Data directory structure for custom learning block & deployment block

Hello!

When working with custom deployment blocks, the layout of the /data directory mentioned on docs-dot-edgeimpulse-dot-com/studio/organizations/custom-blocks/custom-learning-blocks does not seem to align with reality.

Claimed:

data/
├── X_split_test.npy
├── X_split_train.npy
├── Y_split_test.npy
├── Y_split_train.npy
└── sample_id_details.json

Reality:

data/
├── X_classify_features.npy
├── X_train_samples.npy
├── X_train_features.npy
├── X_train_data_explorer.npy
├── y_samples.npy
├── y_train.npy
├── y_classify.npy
└── sample_id_details.json

As far as I can tell, some names have simply changed (“split_test”, “split_train” => replaced with simply “classify” and “train”). However, I’m not so sure about the samples vs. features part though (something to do with (pre)processing blocks?). Some clarification would be nice.
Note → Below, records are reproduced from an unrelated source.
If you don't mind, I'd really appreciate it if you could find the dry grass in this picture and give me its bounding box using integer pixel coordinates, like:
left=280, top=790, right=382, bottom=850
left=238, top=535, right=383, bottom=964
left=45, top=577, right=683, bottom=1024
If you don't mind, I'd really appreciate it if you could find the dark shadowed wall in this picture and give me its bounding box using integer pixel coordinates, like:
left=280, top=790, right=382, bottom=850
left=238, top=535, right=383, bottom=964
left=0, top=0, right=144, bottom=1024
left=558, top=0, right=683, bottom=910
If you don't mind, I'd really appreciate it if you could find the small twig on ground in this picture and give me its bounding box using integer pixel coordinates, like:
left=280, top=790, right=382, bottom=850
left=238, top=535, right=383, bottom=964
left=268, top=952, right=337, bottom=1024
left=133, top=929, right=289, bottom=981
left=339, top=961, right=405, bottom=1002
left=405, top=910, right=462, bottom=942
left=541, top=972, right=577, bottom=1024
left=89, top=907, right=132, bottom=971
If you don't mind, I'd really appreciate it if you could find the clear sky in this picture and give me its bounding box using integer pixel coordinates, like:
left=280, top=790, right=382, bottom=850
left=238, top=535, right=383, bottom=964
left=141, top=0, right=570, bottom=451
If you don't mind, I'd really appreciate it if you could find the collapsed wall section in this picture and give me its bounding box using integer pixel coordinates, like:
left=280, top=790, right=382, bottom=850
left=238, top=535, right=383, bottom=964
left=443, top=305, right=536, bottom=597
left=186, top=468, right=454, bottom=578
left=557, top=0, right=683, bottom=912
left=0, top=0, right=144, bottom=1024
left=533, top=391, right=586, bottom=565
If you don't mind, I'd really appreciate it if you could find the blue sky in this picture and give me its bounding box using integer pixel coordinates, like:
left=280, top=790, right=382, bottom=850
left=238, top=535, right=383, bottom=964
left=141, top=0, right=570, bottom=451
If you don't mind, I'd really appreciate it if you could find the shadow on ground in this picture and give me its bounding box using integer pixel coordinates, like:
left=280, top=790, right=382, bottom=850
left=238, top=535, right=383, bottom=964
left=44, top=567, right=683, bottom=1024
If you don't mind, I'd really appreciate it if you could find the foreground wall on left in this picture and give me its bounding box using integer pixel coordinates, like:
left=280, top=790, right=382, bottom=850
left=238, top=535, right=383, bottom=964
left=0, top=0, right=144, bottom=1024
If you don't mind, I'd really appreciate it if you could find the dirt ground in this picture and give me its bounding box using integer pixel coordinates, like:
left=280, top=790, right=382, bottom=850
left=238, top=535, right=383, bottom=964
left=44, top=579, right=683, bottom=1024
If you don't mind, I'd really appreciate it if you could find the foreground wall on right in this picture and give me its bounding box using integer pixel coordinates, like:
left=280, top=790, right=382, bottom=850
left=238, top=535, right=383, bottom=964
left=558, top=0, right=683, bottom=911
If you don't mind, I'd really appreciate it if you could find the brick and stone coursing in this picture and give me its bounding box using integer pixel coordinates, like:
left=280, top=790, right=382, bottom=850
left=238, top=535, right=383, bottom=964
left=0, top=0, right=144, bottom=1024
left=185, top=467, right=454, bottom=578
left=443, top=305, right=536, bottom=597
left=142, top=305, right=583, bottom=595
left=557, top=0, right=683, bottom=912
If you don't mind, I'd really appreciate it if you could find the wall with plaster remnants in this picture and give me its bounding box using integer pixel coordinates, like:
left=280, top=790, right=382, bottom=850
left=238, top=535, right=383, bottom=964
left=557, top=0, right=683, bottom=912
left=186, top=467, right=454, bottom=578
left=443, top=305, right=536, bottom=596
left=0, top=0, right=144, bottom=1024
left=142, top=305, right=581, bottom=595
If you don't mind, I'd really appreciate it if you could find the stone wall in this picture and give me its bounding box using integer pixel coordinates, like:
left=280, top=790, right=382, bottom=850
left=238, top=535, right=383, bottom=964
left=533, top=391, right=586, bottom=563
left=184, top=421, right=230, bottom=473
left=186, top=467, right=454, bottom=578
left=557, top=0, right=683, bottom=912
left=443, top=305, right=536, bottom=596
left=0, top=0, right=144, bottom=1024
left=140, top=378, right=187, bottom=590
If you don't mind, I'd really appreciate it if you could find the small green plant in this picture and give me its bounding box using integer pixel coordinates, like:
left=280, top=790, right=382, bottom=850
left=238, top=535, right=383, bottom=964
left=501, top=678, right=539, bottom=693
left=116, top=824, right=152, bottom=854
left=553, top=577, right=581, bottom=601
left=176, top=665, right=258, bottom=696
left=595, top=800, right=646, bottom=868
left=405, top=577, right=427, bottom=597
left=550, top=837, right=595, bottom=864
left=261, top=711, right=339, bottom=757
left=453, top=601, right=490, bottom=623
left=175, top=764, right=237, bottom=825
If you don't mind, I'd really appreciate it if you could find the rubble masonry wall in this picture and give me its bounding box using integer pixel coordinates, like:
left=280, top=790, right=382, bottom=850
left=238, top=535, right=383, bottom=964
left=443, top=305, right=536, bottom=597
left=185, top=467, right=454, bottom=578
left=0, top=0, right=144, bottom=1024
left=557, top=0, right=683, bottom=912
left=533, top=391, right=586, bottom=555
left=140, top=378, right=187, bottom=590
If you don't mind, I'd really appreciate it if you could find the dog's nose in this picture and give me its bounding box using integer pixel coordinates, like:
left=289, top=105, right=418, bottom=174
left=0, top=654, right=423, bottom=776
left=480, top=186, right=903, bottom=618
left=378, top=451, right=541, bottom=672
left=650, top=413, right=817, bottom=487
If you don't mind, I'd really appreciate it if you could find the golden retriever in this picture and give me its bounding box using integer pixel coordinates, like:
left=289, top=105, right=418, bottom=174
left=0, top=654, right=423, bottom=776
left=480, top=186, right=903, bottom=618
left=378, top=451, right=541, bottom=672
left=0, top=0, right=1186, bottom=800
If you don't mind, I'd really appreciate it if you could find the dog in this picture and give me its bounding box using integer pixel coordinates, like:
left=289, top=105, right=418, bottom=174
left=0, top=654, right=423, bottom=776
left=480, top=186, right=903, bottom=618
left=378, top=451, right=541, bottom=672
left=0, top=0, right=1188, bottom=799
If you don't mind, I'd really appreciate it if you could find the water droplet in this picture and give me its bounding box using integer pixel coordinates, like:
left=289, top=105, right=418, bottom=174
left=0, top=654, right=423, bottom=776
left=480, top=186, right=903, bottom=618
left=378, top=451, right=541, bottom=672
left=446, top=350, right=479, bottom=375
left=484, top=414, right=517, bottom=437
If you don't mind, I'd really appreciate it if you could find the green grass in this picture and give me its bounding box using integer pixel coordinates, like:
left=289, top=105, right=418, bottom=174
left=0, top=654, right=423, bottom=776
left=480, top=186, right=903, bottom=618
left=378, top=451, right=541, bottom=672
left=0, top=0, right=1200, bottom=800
Hi @jiahsong - thanks for pointing this out. I will take a look and update our documentation if it is out of date.

I’ve ran some tests and I need some more information from you.

How are you getting to the data directory structure that you posted above under Reality:?

I used the Edge Impulse CLI (edge-impulse-blocks runner --download-data) to download the data for classification (time-series, audio, and image) projects and an object detection project. The files downloaded to the data directory match what is shown in the Claimed: example above for each project. These are the inputs that are used to run a custom learning block locally and what the docs were written off of.

However, as you are pointing out, perhaps what is actually passed to the learning block during training in Studio differs from what is downloaded and used with the CLI.